2.3 Zienswijze van [overtreder]

[overtreder] heeft op 31 augustus 2017 zijn zienswijze gegeven op het voornemen om aan hem een bestuurlijke boete op te leggen wegens schending van artikel 5:38, tweede lid, Wft. Op 12 oktober 2017 heeft hij een nadere zienswijze gegeven naar aanleiding van de tussen de boetefunctionaris en de afdeling Efficiënte Kapitaalmarkten gevoerde correspondentie over het door de AFM bij [buitenlandse toezichthouder] ingediende verzoek om inlichtingen. Op 16 november 2017 heeft hij een tweede nadere zienswijze gegeven naar aanleiding van de op 2 november 2017 aan het onderzoeksdossier toegevoegde e-mailwisseling tussen de AFM enerzijds en

[overtreder] en [gemachtigde B] anderzijds.
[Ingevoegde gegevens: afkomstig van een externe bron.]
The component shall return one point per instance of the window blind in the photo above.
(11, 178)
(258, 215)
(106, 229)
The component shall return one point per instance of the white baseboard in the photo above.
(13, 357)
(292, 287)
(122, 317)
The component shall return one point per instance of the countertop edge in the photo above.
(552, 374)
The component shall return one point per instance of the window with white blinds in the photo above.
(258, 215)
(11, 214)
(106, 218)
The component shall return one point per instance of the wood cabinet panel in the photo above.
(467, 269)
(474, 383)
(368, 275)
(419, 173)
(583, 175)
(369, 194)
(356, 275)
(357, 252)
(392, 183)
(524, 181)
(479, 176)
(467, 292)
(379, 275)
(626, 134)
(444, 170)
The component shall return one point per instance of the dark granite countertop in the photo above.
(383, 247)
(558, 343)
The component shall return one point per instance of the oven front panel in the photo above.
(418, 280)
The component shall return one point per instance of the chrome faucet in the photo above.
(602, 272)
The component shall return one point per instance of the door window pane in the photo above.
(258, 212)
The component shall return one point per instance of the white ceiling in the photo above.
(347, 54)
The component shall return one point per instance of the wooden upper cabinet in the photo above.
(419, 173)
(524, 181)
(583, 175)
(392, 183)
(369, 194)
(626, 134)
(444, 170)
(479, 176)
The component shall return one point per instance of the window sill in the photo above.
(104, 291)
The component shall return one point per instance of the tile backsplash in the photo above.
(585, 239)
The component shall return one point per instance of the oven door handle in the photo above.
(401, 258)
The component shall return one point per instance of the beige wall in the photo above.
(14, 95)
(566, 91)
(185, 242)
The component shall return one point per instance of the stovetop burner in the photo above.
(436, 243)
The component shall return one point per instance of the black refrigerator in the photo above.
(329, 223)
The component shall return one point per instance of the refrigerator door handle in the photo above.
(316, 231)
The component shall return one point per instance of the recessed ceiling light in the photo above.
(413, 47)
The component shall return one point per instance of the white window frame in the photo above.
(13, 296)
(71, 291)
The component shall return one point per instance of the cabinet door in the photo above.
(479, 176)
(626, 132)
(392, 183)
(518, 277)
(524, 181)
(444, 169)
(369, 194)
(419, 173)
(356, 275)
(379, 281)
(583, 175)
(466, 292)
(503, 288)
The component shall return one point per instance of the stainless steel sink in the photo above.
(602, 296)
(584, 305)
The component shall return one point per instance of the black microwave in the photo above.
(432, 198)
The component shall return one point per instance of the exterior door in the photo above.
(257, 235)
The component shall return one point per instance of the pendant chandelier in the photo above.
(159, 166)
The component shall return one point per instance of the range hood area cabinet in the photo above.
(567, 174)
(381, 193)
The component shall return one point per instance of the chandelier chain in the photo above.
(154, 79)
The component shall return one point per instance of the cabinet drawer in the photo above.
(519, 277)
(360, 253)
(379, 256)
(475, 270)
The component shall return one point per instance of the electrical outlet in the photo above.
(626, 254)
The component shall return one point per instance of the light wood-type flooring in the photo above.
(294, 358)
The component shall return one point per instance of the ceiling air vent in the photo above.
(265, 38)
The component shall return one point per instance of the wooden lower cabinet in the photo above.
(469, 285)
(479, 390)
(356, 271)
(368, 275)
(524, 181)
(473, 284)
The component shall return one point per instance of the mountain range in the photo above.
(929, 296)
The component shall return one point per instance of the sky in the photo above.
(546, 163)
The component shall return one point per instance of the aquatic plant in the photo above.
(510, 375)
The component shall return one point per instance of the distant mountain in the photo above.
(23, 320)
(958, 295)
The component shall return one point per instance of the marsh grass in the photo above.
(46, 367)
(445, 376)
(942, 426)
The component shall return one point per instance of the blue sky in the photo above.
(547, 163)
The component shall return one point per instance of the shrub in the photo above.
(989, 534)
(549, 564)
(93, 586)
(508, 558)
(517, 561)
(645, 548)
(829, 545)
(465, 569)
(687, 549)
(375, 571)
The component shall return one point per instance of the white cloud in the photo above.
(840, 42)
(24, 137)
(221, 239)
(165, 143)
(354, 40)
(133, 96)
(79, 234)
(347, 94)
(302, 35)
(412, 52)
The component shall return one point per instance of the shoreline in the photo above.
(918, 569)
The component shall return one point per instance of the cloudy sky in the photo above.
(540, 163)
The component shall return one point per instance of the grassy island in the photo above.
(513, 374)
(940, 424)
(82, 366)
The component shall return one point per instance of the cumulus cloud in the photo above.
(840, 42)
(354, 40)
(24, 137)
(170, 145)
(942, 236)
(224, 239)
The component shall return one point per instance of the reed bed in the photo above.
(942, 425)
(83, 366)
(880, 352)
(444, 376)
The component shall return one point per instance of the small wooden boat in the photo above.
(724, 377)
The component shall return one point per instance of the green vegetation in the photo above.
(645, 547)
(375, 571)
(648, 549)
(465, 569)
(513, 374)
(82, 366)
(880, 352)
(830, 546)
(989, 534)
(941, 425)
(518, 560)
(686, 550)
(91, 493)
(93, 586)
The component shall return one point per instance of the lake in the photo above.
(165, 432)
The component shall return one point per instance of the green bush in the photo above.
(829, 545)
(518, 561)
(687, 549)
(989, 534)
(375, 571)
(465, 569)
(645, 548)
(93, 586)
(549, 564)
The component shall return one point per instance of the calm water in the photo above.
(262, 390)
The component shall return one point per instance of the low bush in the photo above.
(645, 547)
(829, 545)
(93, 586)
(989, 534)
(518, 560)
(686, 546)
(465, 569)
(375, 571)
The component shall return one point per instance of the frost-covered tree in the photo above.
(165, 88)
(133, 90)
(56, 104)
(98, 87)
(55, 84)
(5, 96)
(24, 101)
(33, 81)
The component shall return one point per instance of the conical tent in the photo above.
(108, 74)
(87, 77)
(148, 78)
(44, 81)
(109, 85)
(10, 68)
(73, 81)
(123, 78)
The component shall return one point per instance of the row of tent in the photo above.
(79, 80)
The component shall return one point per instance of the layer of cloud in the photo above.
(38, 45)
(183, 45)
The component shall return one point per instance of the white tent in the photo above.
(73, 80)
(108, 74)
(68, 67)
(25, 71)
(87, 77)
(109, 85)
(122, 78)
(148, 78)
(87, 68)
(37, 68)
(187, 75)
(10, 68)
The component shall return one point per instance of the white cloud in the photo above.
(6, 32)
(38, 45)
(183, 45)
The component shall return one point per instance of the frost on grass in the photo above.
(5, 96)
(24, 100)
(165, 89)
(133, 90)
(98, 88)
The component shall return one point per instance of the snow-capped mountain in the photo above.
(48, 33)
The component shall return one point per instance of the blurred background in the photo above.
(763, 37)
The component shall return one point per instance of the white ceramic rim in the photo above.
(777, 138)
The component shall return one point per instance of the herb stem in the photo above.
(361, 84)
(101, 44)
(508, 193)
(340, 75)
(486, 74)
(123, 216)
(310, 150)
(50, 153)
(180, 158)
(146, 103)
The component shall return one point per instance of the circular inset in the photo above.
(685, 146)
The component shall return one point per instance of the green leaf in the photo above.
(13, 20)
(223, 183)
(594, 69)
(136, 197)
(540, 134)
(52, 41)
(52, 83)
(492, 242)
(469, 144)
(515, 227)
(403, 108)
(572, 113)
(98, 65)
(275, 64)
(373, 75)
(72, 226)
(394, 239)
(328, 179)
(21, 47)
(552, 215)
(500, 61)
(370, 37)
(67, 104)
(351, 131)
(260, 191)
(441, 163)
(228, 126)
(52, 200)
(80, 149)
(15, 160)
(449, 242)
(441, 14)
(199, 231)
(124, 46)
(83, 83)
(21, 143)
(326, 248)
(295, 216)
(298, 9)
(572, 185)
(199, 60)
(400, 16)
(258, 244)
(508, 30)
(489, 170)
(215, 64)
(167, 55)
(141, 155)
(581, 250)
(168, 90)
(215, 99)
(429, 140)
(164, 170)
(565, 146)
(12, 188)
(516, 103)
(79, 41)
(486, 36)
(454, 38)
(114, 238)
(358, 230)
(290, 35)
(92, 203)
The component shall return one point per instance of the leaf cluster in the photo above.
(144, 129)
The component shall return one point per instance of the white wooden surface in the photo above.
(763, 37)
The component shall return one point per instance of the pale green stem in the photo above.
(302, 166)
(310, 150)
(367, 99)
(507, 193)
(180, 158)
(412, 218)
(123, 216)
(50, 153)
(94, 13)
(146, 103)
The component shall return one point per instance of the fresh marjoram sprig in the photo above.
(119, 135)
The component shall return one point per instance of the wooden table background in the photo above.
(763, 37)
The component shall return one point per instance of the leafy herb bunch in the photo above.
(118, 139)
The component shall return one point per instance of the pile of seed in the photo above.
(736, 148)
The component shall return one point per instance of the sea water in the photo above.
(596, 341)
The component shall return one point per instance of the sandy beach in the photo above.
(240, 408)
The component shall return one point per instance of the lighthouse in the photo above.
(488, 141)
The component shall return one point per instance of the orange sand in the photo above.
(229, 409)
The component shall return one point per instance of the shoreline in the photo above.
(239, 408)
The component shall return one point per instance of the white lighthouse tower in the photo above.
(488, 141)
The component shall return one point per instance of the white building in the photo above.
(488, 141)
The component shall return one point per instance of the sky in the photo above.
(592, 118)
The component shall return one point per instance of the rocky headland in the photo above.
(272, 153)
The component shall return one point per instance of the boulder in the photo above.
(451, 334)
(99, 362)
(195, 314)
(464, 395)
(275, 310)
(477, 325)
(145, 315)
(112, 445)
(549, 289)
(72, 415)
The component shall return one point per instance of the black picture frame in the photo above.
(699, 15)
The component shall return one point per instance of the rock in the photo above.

Hieronder volgt – zakelijk weergegeven – een weergave van de verschillende onderdelen van de zienswijze van [overtreder] en de reactie van de AFM daarop.

9 […]

10 […]

(7)

2.3.1 Zienswijze: taalhulp

Zowel het onderzoeksrapport als de concept onderzoeksrapporten zijn, in strijd met artikel 6 van het Verdrag tot bescherming van de rechten van de mens en de fundamentele vrijheden (EVRM), opgesteld in een voor

[overtreder] niet begrijpelijke taal. Hierdoor is [overtreder] geschaad in zijn verdedigingsbelang. Uit de

rechtspraak van het Europees Hof voor de Rechten van de Mens (EHRM) blijkt dat een overtreder recht heeft op mondelinge vertolking en schriftelijke vertaling telkens wanneer, maar ook alleen wanneer en voor zover, dit nodig is om een adequate verdediging te kunnen voeren. Hieraan doet niets af dat de overtreder wordt bijgestaan door een advocaat. De AFM heeft gehandeld in strijd met artikel 6 EVRM door de kennisgeving van de aard van de beschuldiging niet in een voor [overtreder] begrijpelijke (moeder-)taal, namelijk [taal], te laten plaatsvinden.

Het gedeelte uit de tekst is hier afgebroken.